From: "Zhou, YidingX" <yidingx.zhou@intel.com>
To: Ferruh Yigit <ferruh.yigit@xilinx.com>, "dev@dpdk.org" <dev@dpdk.org>
Cc: "Zhang, Qi Z" <qi.z.zhang@intel.com>,
"stable@dpdk.org" <stable@dpdk.org>
Subject: RE: [PATCH] net/pcap: reduce time for stopping device
Date: Thu, 1 Sep 2022 07:40:46 +0000 [thread overview]
Message-ID: <DM5PR1101MB21071904C922173A1A5E6F93857B9@DM5PR1101MB2107.namprd11.prod.outlook.com> (raw)
In-Reply-To: <DM5PR1101MB2107A250EC67513C52E95D5885769@DM5PR1101MB2107.namprd11.prod.outlook.com>
Hi, Ferruh
> > >>> The pcap file will be synchronized to the disk when stopping the device.

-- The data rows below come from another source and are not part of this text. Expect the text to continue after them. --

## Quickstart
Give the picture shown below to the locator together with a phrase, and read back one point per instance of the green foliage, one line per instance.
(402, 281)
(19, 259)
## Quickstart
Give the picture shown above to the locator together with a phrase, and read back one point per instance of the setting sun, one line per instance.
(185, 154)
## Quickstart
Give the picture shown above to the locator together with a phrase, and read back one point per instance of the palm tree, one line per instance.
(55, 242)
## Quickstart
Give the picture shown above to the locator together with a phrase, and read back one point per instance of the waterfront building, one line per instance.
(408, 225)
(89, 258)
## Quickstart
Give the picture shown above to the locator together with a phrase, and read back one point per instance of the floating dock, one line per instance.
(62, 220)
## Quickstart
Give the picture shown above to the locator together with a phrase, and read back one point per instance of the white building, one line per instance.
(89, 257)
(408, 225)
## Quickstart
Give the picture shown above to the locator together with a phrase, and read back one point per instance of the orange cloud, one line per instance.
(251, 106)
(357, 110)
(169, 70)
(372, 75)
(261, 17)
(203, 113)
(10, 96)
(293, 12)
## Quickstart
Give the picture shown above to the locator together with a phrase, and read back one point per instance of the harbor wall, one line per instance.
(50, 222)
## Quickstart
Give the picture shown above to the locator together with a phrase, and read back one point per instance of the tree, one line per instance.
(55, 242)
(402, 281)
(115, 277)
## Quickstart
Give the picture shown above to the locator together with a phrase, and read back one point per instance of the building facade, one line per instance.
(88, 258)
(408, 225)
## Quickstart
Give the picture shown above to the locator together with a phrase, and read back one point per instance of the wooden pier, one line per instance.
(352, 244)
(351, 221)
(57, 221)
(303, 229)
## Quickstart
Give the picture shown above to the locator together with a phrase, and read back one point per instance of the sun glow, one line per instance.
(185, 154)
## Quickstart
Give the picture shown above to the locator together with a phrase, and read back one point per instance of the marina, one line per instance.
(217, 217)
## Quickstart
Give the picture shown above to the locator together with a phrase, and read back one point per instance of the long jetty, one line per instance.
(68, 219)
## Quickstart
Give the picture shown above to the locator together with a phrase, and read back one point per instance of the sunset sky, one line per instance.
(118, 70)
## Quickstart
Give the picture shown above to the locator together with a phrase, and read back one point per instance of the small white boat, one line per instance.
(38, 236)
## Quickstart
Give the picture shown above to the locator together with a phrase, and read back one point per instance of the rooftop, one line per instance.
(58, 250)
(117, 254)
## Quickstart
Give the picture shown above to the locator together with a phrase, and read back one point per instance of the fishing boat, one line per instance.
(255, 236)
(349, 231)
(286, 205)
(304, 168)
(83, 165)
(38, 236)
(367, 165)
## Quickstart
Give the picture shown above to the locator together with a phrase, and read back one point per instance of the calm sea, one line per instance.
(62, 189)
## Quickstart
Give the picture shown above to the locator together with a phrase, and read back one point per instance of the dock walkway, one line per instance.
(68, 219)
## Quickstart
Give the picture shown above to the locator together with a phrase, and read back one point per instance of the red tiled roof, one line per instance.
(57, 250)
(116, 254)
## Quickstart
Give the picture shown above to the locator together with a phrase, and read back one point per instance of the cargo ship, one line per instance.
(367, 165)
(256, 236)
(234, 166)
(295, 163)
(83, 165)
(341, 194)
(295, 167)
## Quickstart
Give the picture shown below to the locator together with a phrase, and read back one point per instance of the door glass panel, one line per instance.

> > >>> It takes a long time if the file is large that would cause the
> > >>> 'detach sync request' timeout when the device is closed under
> > >>> multi-process scenario.
> > >>>
> > >>> This commit fixes the issue by performing synchronization in Tx
> > >>> path
> > >>>
> > >>> Fixes: 4c173302c307 ("pcap: add new driver")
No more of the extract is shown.